どうせなら僕のを蹴ればいいのに。まだそこまでの勇気は無いか。その他の生徒も多種多様な表情でなりゆきを見守っていたり、ひたすら見て見ぬフリをしたりするのみで、参加しようとはしない。
要するに皆、怖いのだ。新聞やニュースで取り上げられている異世界の出来事が身の回りで現実に起こっている。つい昨日まで普通に話をしていた人間が次の日には死んでいたり、人殺しになっていたり。明日は誰だ。明日は我が身か。教室に木霊する笑い声の裏に潜む闇。自分達の中に自殺志願者や殺人鬼が混じっていたというおぞましさ。村民達はそれに耐えられないのだ。
では再び安寧を取り戻すには?心の不安を取り除き、安心するには?
それには生贄が必要だ。最低最悪の人非人という偶像を作り上げる事によって、自分達はあいつとは違う善良な一般市民だと信じる事が出来る。異端を一人に絞って弾圧する事でより多くの人間が自分はあの異端とは違うと安心する事が出来る。普通でない象徴を精神的にも肉体的にも叩き潰して初めて、今まで疑いもなく信じていた自分達=普通のアイデンティティが復活する。そのための生贄こそが村八分――僕という存在である。

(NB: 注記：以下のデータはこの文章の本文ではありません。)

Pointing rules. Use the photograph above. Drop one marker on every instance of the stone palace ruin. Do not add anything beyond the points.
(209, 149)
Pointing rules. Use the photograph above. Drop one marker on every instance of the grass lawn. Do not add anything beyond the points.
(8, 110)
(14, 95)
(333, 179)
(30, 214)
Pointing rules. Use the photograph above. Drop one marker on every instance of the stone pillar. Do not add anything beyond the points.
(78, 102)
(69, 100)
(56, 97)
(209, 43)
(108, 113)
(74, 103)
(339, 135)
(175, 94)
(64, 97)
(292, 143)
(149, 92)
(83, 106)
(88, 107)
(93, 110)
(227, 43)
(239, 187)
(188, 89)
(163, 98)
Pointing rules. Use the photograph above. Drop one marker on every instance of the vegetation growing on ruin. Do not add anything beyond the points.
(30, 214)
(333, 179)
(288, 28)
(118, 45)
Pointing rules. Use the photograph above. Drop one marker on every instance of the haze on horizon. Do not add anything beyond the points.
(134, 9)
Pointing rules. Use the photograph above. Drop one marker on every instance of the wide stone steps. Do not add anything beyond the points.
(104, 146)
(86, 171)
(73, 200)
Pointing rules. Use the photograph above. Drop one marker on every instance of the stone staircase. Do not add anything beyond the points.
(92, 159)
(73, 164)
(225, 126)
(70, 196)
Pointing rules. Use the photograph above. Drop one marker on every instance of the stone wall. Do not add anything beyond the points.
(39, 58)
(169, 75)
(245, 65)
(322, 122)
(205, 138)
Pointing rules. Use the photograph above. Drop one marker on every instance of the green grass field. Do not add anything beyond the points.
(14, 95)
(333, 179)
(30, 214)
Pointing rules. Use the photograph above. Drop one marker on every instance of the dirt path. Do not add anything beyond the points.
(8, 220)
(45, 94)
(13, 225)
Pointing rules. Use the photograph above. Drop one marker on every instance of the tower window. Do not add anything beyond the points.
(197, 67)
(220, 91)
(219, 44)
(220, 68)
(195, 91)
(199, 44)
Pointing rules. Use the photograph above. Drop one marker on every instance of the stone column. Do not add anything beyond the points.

だが僕としては当然素直にそれを受け入れる訳には行かない。
思うに、学校の教室における村八分には二つのタイプがある。一つは前述の生贄。もう一つは、皆から敬遠されて誰からも話しかけられなくなる本来の意味の村八分。どちらがマシかは火を見るより明らかだった。

だから僕は立ち上がり、菊の花が挿さった花瓶を掴む。

振り掛かる火の粉を払うために。